Need help in directing others on how to discern religious life?
If you’re a vocation director at a small religious community, you might not have the experience of working with many young women or men discerning religious life. Thus, you lack the knowledge that you need to properly direct them.
So how do you as a director break apart into understandable parts the subtle ways that God’s grace works in such souls? Especially in today’s distracted and often troubled world?
That’s where a new book comes in handy – Discerning Religious Life, by Sr. Clare Matthias, the vocation director of the Franciscan Sisters of the Renewal. Sr. Clare relies on years of experience and relates many stories in offering help in this area.
This book on how to discern religious life can be used by any community
One thing I like about the book is that it does not promote any one particular religious order. The sisters whose testimonies are offered are not identified in terms of their community. Thus the book can be recommended by any vocation director, or given to a candidate for reading. We will certainly be using it here at Vocation Promotion to improve our Come & See Vocation Promotion Program.
Some of the chapters are, “The Agony of Discernment,” “A Foundation for Discernment,” and “What a Community is Looking for in You.” But the one I really like is “The Six Month Discernment Challenge.”
This chapter is a practical, step-by-step guide to move a person along the path of discernment. The author challenges the discerner to take these steps: 1) Make a Commitment, 2) Develop Your Prayer Life, 3) Seek Accompaniment, 4) Don’t Date and Discern, 5) Start Visiting, 6) Look for Confirmations of the Call, and 7) Take a Leap of Faith!
Upcoming email mini-course
We here at Vocation Promotion are planning to use these seven steps as part of a newsletter mini-course as part of our monthly promotion plan that helps others to discern religious life.
One important insight in discernment that I learned was that it takes time – time given to God in prayer and with the advice of others. The vocation director works with the candidate as he or she is aided also by their spiritual director. As Sr. Clare relates, the seed of a vocation is often planted in childhood, and this inspiration needs room and air to grow as a person matures. Sr. Clare compares it to a flower bud with petals that gradually open.

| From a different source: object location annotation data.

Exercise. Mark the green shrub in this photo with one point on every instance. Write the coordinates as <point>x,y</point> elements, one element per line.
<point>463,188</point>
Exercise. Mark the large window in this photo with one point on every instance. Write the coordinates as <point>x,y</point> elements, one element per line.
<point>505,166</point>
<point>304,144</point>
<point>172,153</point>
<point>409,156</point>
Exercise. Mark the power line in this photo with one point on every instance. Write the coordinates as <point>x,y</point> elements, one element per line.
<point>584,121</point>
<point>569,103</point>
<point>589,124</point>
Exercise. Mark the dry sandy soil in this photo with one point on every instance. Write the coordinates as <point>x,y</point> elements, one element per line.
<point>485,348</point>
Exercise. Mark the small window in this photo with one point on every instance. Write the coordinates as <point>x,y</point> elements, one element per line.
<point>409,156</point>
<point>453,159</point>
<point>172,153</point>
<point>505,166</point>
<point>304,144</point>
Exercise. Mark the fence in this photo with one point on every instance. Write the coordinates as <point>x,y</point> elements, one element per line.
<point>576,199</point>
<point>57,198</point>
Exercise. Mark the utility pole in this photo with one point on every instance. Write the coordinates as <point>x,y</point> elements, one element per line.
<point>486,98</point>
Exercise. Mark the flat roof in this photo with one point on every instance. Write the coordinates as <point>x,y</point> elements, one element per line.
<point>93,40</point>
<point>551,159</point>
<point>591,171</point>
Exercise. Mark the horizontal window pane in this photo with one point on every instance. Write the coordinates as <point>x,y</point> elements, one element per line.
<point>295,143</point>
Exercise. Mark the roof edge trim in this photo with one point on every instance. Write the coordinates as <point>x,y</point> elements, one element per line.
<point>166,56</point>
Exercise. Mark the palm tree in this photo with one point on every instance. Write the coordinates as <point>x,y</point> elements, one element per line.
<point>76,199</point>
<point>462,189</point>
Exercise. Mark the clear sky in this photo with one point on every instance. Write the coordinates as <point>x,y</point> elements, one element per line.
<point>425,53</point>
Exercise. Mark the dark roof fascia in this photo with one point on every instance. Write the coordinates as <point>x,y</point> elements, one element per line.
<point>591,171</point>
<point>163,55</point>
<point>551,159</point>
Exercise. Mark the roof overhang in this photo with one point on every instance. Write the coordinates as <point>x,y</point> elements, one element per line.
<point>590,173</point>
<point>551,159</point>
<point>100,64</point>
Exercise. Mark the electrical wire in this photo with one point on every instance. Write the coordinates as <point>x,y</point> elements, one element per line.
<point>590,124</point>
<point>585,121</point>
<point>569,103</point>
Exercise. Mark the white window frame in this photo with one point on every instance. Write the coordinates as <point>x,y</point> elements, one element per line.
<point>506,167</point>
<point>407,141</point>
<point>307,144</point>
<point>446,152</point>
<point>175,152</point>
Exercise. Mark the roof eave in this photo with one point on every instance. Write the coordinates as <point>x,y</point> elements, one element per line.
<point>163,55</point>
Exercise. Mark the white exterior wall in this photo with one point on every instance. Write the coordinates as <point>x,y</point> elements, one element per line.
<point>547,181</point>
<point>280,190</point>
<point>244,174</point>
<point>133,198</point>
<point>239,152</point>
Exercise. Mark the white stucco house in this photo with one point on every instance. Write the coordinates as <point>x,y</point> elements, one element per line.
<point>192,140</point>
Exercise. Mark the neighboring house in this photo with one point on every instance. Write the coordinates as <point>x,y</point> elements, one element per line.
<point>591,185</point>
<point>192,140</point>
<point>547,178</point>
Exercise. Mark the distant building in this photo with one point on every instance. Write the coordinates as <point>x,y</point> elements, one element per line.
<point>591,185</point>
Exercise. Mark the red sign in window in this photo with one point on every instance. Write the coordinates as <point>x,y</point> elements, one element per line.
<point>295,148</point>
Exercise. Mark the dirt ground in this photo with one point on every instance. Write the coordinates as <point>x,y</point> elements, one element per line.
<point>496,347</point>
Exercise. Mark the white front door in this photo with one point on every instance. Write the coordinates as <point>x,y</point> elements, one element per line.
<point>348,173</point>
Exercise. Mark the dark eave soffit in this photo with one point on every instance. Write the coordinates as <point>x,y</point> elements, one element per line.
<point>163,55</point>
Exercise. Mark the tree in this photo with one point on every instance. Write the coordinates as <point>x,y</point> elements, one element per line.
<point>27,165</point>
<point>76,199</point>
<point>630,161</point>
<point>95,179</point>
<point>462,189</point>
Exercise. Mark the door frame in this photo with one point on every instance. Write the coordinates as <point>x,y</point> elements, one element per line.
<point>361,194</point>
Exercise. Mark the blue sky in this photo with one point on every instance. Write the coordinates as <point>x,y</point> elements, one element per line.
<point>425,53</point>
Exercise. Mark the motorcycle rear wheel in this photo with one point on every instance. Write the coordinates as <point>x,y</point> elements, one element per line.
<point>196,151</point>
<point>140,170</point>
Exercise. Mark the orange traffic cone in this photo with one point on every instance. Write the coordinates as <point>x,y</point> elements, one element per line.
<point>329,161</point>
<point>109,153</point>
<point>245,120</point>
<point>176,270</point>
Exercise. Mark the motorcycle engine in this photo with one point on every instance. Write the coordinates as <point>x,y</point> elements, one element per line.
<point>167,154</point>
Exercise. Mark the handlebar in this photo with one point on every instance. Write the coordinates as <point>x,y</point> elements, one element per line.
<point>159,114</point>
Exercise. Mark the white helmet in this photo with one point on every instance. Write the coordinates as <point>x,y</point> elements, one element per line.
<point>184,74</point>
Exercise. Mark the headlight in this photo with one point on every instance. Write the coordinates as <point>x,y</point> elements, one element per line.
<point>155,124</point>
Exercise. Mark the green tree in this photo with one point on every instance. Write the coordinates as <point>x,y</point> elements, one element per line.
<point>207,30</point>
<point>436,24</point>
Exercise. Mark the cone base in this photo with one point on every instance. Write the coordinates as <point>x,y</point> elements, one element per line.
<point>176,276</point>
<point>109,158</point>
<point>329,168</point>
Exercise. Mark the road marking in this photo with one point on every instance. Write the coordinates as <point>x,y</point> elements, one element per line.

These insights will provide a better background as we here at Vocation Promotion strive to understand the mind and heart of the many vocation candidates we recruit. Our social media ads provide the initial invitation, but the newsletters we send as part of our Come & See Vocation Promotion Program have to speak to the heart and bring the person along toward a decision. In fact, just last week we obtained more than one hundred names of young women for a Franciscan community of sisters in the Midwest. Now we will nurture their knowledge and interest in religious life with a stream of helpful newsletters.
Overall, Sr. Clare has a firm grasp of vocations work today. She explains,
It is not the intention of this book to unveil the mystery of the religious life for your inspection. No, the life of a religious is necessarily shrouded in mystery. … Mysterious though it is, the story of this unique call, to a closer following of Jesus Christ as a religious, must be told. … It is increasingly difficult to hear and interpret that call in our modern world with all its many distractions and with the decreased visibility of religious sisters.